EuGH-Urteil

Auto­bauern drohen neue Klagen in Diesel­affäre

Der Europäische Gerichtshof stärkt mit einem Grundsatzurteil Ansprüche betroffener Kunden auf Schadenersatz. Verbraucheranwälte frohlocken bereits.

Auto­bauern drohen neue Klagen in Diesel­affäre

rec Brüssel

Deutsche Autohersteller müssen sich auf neue Klagen im Dieselskandal gefasst machen. Nach einem Urteil des Europäischen Gerichtshofs (EuGH) dürfen deutlich mehr Kunden als bislang auf Schadenersatz hoffen, wenn sie ein Auto mit illegaler Abschalteinrichtung fahren. „Dieses Urteil ist ein großer Erfolg für den Verbraucherschutz“, sagt Rechtsanwalt Remo Klinger, der die Deutsche Umwelthilfe (DUH) in zahlreichen Verfahren vertritt. Millionen Dieselfahrer hätten dadurch Anspruch auf Schadenersatz.

Betroffene Autobesitzer haben nun deutlich bessere Aussichten auf Entschädigung. Das betrifft auch Fälle, in denen dies nach bisheriger Rechtsprechung des Bundesgerichtshofs (BGH) nicht möglich schien. Der BGH vertrat bislang die Auffassung, dass Autohersteller nur bei vorsätzlichem Betrug für Schäden haftbar gemacht werden können. Der EuGH geht nun deutlich weiter: Demnach haften Hersteller schon bei Fahrlässigkeit, nicht erst bei Vorsatz.
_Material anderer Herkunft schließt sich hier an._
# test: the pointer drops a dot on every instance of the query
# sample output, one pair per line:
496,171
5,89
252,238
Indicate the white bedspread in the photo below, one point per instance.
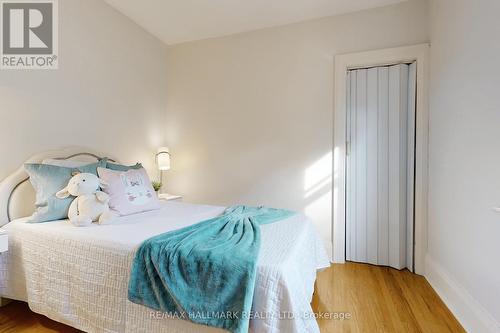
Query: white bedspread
79,276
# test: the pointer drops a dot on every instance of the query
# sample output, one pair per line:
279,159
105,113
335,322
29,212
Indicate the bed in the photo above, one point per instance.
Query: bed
79,276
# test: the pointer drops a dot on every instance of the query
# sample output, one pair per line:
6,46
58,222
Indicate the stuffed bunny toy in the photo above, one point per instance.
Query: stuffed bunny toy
90,204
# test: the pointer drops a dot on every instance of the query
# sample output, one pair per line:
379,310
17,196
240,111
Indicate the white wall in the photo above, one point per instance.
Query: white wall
464,232
109,92
250,116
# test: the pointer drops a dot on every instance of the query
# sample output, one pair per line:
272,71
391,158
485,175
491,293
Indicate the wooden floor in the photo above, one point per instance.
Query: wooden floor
370,298
380,299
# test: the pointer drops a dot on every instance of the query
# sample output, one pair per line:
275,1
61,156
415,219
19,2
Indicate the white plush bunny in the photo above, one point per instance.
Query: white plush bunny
90,204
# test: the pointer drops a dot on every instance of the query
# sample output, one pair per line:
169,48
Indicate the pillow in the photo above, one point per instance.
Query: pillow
47,180
65,163
120,167
129,191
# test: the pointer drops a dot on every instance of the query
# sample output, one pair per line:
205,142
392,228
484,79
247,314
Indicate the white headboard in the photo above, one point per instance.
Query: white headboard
17,197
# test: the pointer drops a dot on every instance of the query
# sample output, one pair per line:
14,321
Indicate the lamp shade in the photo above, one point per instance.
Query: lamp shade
163,158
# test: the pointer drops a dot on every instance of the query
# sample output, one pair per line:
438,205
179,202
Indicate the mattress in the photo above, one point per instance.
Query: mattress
79,276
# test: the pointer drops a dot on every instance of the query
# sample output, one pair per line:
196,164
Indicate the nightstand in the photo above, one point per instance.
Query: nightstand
169,197
4,241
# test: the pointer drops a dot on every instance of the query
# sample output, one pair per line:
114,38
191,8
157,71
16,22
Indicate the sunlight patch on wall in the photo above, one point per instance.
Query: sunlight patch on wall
318,196
318,175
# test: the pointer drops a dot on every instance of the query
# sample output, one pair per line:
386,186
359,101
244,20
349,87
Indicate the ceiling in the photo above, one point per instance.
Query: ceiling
177,21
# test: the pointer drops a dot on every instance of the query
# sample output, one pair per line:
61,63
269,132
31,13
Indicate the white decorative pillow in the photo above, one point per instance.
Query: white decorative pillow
129,191
65,163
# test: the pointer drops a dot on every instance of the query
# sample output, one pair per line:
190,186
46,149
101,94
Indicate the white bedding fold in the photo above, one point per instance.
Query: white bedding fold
79,276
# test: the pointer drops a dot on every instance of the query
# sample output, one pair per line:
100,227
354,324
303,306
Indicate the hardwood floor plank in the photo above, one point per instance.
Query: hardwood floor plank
378,299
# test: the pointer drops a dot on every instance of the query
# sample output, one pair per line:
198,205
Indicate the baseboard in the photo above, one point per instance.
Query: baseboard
4,301
472,315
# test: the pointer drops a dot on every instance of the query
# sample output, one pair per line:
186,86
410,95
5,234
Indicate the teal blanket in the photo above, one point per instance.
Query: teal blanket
206,272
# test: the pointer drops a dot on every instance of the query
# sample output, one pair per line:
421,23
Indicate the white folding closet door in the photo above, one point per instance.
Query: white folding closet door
380,165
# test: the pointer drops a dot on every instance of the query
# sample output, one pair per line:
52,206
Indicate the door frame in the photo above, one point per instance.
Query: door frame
343,63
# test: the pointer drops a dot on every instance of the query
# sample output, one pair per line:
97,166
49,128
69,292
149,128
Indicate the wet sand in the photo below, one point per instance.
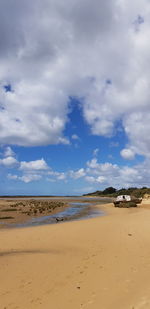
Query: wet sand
98,263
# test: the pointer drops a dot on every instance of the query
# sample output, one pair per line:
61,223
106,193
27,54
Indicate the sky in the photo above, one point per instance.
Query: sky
74,96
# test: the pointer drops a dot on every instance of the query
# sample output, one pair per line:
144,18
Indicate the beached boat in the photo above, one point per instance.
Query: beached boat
127,201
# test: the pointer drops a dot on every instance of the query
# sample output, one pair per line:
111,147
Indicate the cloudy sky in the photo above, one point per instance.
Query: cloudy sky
74,95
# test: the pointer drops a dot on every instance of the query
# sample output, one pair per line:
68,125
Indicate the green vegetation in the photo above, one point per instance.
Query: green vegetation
112,192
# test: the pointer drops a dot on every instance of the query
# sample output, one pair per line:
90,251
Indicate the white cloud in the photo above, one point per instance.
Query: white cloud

Ausgangspunkt ist ein Verfahren vor dem Landgericht Ravensburg. Darin geht es um ein System zur Abgasrückführung in einer Mercedes-C-Klasse, das teilweise erhöhte Schadstoffemissionen verursacht. Andere Autobauer setzen auf ähnliche Systeme zur Abgasreinigung, die je nach Außentemperatur eingeschränkt funktionieren. Bei den Herstellern ist von einem „Thermofenster“ zum Schutz des Motors die Rede. Die Ravensburger Richter beurteilen das als illegale Abschalteinrichtung. Vorsätzliches Handeln von Mercedes-Benz erkennen sie gleichwohl nicht. Vom EuGH wollten sie wissen, ob dem Kläger trotzdem Schadenersatz zusteht – was die Luxemburger Richter bejahen.

Das Urteil dürfte Folgen für Tausende ähnlich gelagerte Fälle haben. Der „Dieselsenat“ des BGH hat für den 8. Mai bereits eine Verhandlung terminiert, in der er die sich „möglicherweise ergebenden Folgerungen für das deutsche Haftungsrecht“ erörtern will, um den unteren Instanzen möglichst schnell Leitlinien an die Hand zu geben. Hier geht es um einen Dieselmotor von Volkswagen, unter anderem mit einem „Thermofenster“. Offen bleibt die Höhe der Schadenersatzansprüche. Dazu macht der EuGH keine Angaben. Überhaupt ist es nun Sache der deutschen Gerichte, wie sie mit dem EuGH-Urteil umgehen.

Auf diesen Umstand weist Mercedes-Benz in einer Reaktion hin. „Der EuGH hat klar betont, dass es nur um den Schaden geht, der einem Käufer tatsächlich entstanden ist“, sagt eine Unternehmenssprecherin. „Zudem muss eine unzulässige Abschalteinrichtung vorliegen, was im vorliegenden Fall streitig ist.“

Verbraucherschützer frohlocken hingegen. „Diese Entscheidung vereinfacht die Durchsetzung von Abgasskandalansprüchen für betroffene Verbraucher enorm“, sagt Rechtsanwalt Claus Goldenstein, der nach eigenen Angaben mehr als 50000 Mandanten im Zuge des Dieselskandals vertritt. Aus Goldensteins Sicht muss der BGH nun zwangsläufig Besitzern von Dieselfahrzeugen mit sogenannten Thermofenstern Schadensersatz zusprechen. „Von dem heutigen Urteil können europaweit mehrere Millionen Menschen profitieren.“ Nach Schätzungen der Umwelthilfe betrifft es bis zu 8,6 Millionen Pkw-Besitzer. „Entscheidend wird nun sein, dass die Unzulässigkeit der Abschalteinrichtungen abschließend gerichtlich festgestellt wird“, sagt Rechtsanwalt Klinger im Auftrag der DUH.